Pelamos y picamos finamente la cebolla, y la pochamos en una sartén de hierro fundido hasta que esté transparente.
Rallamos la zanahoria finamente y la añadimos a la sartén con la cebolla. Cocinamos a fuego lento durante unos minutos hasta que esté tierna.
Sumergimos los tomates en agua hirviendo durante 20-30 segundos, los enfriamos inmediatamente, les quitamos la piel y los cortamos en cubos pequeños. Añadimos la carne picada y los tomates a la sartén y salteamos rápidamente.
En un bol pequeño, mezclamos la maicena con la nata fría. Removemos bien para que no queden grumos y vertemos la mezcla en un hilo fino sobre el guiso hirviendo.
Reducimos el fuego y cocinamos a fuego lento durante 10-15 minutos.
Picamos finamente la guindilla. Pasamos dos dientes de ajo por un prensador. Sazonamos la machanka con la guindilla y el ajo, añadimos sal al gusto y cocinamos durante 5 minutos más. Luego, retiramos del fuego y tapamos para que no se enfríe mientras preparamos las tortitas.
En un bol hondo, mezclamos una taza de prostokvasha (un producto lácteo fermentado, puedes usar kéfir o yogur natural líquido), un huevo y una pizca de sal. Batimos la mezcla con un tenedor hasta que aparezca una ligera espuma.

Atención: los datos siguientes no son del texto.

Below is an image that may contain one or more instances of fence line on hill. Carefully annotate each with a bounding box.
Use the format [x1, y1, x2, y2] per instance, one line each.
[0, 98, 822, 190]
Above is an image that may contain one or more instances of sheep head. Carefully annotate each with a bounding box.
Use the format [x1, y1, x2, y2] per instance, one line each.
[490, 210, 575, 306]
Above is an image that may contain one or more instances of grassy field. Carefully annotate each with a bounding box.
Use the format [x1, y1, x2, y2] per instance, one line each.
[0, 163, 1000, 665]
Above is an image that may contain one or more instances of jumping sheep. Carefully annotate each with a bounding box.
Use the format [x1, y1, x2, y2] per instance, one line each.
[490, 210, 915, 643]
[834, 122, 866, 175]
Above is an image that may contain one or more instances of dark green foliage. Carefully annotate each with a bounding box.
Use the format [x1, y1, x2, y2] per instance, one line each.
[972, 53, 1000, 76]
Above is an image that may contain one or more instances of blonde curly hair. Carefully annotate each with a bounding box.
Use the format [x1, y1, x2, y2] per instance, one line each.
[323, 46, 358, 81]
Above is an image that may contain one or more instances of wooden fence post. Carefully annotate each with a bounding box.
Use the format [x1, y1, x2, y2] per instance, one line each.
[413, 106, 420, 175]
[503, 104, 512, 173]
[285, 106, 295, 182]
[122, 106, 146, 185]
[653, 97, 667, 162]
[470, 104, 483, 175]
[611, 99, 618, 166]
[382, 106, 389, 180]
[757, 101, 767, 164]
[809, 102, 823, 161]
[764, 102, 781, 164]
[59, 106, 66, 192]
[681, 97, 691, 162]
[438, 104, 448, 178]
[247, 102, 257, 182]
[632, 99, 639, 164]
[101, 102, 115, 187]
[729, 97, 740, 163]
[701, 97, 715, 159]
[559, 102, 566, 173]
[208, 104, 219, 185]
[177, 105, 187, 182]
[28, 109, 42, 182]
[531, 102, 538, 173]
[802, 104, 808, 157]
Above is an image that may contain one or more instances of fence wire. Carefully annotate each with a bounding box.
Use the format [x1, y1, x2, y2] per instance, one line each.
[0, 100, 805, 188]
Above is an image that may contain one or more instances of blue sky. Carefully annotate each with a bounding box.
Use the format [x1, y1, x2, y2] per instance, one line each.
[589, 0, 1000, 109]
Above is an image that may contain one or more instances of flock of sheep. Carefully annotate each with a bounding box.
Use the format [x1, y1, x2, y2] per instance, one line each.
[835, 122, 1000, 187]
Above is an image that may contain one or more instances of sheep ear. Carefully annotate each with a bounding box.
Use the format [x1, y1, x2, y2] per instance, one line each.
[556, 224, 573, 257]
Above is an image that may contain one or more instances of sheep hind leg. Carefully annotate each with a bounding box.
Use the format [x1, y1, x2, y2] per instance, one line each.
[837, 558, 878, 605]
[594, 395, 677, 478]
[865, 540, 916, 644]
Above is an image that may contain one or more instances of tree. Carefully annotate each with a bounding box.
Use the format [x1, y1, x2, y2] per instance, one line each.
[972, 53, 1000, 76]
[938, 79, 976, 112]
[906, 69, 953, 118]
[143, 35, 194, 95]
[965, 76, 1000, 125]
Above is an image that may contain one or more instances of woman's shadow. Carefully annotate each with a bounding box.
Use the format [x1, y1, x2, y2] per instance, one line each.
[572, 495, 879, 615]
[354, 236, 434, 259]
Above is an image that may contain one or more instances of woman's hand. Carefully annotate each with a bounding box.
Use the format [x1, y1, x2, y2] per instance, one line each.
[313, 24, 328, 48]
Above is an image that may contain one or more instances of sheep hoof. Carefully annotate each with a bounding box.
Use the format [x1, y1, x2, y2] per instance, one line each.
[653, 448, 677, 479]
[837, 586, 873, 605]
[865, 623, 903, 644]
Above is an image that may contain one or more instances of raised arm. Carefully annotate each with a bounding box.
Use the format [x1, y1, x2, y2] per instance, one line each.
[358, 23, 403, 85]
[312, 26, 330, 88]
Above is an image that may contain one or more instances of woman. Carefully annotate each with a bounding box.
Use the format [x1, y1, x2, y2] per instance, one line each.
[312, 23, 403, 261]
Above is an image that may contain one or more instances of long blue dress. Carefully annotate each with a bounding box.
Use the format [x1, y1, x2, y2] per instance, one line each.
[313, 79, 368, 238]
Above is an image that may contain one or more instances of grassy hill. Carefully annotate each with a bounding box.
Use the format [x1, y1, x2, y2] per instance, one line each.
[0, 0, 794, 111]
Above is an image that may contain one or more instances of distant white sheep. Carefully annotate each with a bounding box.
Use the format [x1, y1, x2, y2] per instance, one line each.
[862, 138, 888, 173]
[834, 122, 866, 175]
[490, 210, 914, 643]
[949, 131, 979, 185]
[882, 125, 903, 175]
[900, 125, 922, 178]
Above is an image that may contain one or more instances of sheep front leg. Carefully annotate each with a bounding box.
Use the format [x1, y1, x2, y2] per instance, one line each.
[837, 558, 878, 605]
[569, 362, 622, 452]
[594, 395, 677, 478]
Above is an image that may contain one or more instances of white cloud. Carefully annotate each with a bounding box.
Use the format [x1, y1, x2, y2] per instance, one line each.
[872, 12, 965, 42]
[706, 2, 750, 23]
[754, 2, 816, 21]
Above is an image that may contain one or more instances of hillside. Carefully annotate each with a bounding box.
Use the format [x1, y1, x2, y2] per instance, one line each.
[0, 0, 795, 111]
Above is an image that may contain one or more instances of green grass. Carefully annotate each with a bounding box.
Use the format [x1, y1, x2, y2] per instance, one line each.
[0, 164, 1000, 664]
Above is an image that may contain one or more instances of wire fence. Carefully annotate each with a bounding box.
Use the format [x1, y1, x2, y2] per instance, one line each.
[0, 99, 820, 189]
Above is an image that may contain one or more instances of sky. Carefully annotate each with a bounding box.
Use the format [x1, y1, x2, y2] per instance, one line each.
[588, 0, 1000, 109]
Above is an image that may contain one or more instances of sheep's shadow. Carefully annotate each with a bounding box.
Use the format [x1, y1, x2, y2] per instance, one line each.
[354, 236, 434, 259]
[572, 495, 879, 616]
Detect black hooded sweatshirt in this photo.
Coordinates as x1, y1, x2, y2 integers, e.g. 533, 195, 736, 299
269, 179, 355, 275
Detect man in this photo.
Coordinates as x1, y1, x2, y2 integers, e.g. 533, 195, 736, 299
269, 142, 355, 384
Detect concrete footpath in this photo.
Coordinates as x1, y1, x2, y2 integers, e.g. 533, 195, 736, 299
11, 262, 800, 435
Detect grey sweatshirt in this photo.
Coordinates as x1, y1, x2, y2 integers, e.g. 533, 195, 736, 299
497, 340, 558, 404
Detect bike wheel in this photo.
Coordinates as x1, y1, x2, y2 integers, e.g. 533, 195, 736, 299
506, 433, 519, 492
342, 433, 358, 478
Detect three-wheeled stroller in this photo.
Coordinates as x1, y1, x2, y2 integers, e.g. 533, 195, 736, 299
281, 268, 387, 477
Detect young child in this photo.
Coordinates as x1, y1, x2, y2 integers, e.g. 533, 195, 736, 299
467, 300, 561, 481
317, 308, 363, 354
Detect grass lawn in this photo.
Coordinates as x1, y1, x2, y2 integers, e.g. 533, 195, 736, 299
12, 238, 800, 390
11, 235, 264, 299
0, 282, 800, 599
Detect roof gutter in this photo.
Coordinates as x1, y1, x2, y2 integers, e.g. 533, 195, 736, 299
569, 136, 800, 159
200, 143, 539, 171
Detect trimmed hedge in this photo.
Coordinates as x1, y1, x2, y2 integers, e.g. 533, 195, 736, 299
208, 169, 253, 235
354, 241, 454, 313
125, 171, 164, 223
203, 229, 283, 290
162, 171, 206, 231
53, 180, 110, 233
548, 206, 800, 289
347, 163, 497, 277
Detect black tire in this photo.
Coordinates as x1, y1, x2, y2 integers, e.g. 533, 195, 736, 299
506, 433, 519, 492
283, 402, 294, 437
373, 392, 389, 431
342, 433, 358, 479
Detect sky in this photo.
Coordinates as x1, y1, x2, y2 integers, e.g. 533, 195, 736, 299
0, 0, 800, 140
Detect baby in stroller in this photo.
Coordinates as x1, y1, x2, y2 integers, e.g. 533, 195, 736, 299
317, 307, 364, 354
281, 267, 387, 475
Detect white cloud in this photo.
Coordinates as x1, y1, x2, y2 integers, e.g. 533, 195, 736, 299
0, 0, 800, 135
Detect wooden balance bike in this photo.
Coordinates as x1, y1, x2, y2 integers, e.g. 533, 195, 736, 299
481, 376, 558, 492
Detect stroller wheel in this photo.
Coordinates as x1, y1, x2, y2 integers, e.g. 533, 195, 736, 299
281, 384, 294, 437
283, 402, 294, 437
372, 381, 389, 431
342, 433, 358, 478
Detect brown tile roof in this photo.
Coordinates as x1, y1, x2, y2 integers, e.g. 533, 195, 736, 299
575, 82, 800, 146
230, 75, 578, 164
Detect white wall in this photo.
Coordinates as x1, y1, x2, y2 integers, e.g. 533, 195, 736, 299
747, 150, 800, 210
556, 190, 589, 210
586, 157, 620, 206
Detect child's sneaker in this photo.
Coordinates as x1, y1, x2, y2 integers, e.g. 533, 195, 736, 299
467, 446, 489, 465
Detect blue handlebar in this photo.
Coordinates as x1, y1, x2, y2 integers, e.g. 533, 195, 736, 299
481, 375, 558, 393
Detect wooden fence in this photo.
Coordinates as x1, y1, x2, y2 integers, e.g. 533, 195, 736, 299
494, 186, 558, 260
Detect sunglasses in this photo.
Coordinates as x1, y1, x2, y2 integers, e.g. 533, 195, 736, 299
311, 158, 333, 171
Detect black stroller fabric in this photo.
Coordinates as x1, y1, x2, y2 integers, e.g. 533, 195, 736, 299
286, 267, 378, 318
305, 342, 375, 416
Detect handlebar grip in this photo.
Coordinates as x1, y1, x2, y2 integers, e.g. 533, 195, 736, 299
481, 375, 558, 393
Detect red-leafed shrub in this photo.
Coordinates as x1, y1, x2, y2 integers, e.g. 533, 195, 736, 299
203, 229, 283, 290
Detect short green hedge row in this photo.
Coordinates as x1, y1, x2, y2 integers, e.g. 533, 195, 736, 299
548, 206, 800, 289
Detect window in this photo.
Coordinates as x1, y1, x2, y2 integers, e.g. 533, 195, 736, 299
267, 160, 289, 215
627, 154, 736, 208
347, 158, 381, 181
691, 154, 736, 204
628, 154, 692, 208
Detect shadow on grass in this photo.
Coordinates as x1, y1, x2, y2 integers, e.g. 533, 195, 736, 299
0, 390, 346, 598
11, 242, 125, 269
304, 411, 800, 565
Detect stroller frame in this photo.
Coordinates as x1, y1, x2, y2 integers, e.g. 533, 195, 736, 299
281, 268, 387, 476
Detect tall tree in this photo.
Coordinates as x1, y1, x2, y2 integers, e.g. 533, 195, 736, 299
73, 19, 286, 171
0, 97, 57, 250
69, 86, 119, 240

Añadimos el aceite de oliva y mezclamos de nuevo. En lugar de aceite de oliva, puedes usar cualquier aceite vegetal sin olor o una cucharada de mantequilla derretida.
Añadimos la harina de maíz y el bicarbonato, y amasamos la masa. La consistencia debe ser similar a la de una nata agria baja en grasa.
Calentamos bien una sartén de hierro fundido a fuego medio-alto y la engrasamos con aceite para freír. Vertemos 2-3 cucharadas de masa y cocinamos las tortitas durante 2 minutos por cada lado, hasta que estén doradas.
Apilamos las tortitas listas y las untamos con mantequilla.
Espolvoreamos la machanka con eneldo finamente picado.
Esperamos que hayas disfrutado preparando esta machanka de pollo. Este plato es un maravilloso ejemplo de cómo las recetas tradicionales pueden adaptarse a un estilo de vida más moderno sin perder su alma. Sírvela caliente, con las tortitas recién hechas y un poco de eneldo fresco por encima para un toque extra de aroma. Es ideal para una cena acogedora o para sorprender a tus invitados con algo diferente. No dudes en experimentar con otras hierbas frescas como el perejil o la cebolleta. ¡Buen provecho y hasta la próxima aventura culinaria!